与件文に「株主資本コストは配当割引モデルによって求める」とあるため、

株主資本(時価)5,000万円÷発行済株式数100万株=株価50円

毎期の1株当たり配当金5円のため、5÷50=0.1(10%)が株主資本コストと求まります。

 

与件文で与えられている情報を代入すると、

{5,000÷(5,000+5,000)×10}+{5,000÷(5,000+5,000)×4}×1-0.3

=(1/2×10)+(1/2×2.8)

=5+1.4

6.4%と求まります。

 

※今回は株主資本と負債の額が同じなので、解説の都合上わざわざ「5,000÷(5,000+5,000)」と説明していますが、いきなり1/2と省略すれば、その分だけ時間の節約にもなります。

選択肢1. 5.6%

冒頭の解説より、最も適切な加重平均資本コストの値は6.4%であるため不適切な選択肢となります。

選択肢2. 6.4%

冒頭の解説より、最も適切な加重平均資本コストの値は6.4%であるため正解の選択肢となります。

選択肢3. 6.5%

冒頭の解説より、最も適切な加重平均資本コストの値は6.4%であるため不適切な選択肢となります。

選択肢4. 7%

冒頭の解説より、最も適切な加重平均資本コストの値は6.4%であるため不適切な選択肢となります。

まとめ

【補足】

 

加重平均資本コストの過去問題を幾つか確認していただければ分かりますが、大体似たような出題パターンです。

 

また、出題頻度も2~3年に1回程度ありますので、計算式がしっかり頭に入っていれば得点源にしやすい論点です。

参考になった数5

02

加重平均資本コスト(WACC)の問題です。

 

1. 計算のステップ

WACCの計算は、大きく分けて「株主資本コストの算出」と「全体の加重平均」の2ステップで行います。

ステップ1:株主資本コスト(re)の算出

問題文に「配当割引モデル(ゼロ成長モデル)」を用いるとあります。
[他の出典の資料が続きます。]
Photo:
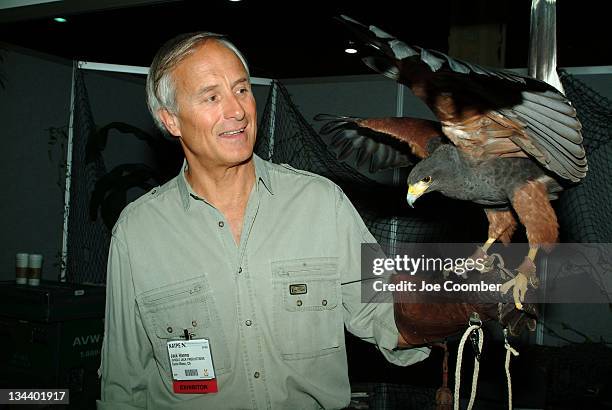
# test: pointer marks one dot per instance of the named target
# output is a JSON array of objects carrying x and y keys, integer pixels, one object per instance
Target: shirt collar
[{"x": 187, "y": 194}]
毎期一定額(5円)の配当がある場合の株価(P)と資本コストの関係式は以下の通りです。

P = D/re

すなわち

 re = D/P

 

1株当たり株価(P): 株主資本(時価)5,000万円 ÷ 発行済株式数100万株 = 50円

1株当たり配当金(D): 5円

株主資本コスト(re): 5円 ÷ 50円 = 0.1(10%

 

ステップ2:WACCの算出

次に、負債コスト(税引後)と株主資本コストを、それぞれの時価構成比で加重平均します。

 

負債コスト(税引後): 4% × (1 - 0.3) = 2.8%

負債の構成比: 5,000万円 ÷ (5,000万円 + 5,000万円) = 0.5

株主資本の構成比: 5,000万円 ÷ (5,000万円 + 5,000万円) = 0.5

 

WACC = (10% × 0.5) + (2.8% × 0.5)

WACC = 5% + 1.4% = 6.4%

選択肢2. 6.4%

上記より、これが正解です。

まとめ

配当割引モデルのバリエーション: 

今回は「一定額(ゼロ成長)」でしたが、「一定率で成長する(ゴードン・モデル)」パターンも頻出です。

合わせて確認しておきましょう。

 

時価ベースでの計算: 

WACCの計算には必ず「時価」を使います。本問では最初から時価が与えられていますが、簿価と時価が混在している場合は注意が必要です。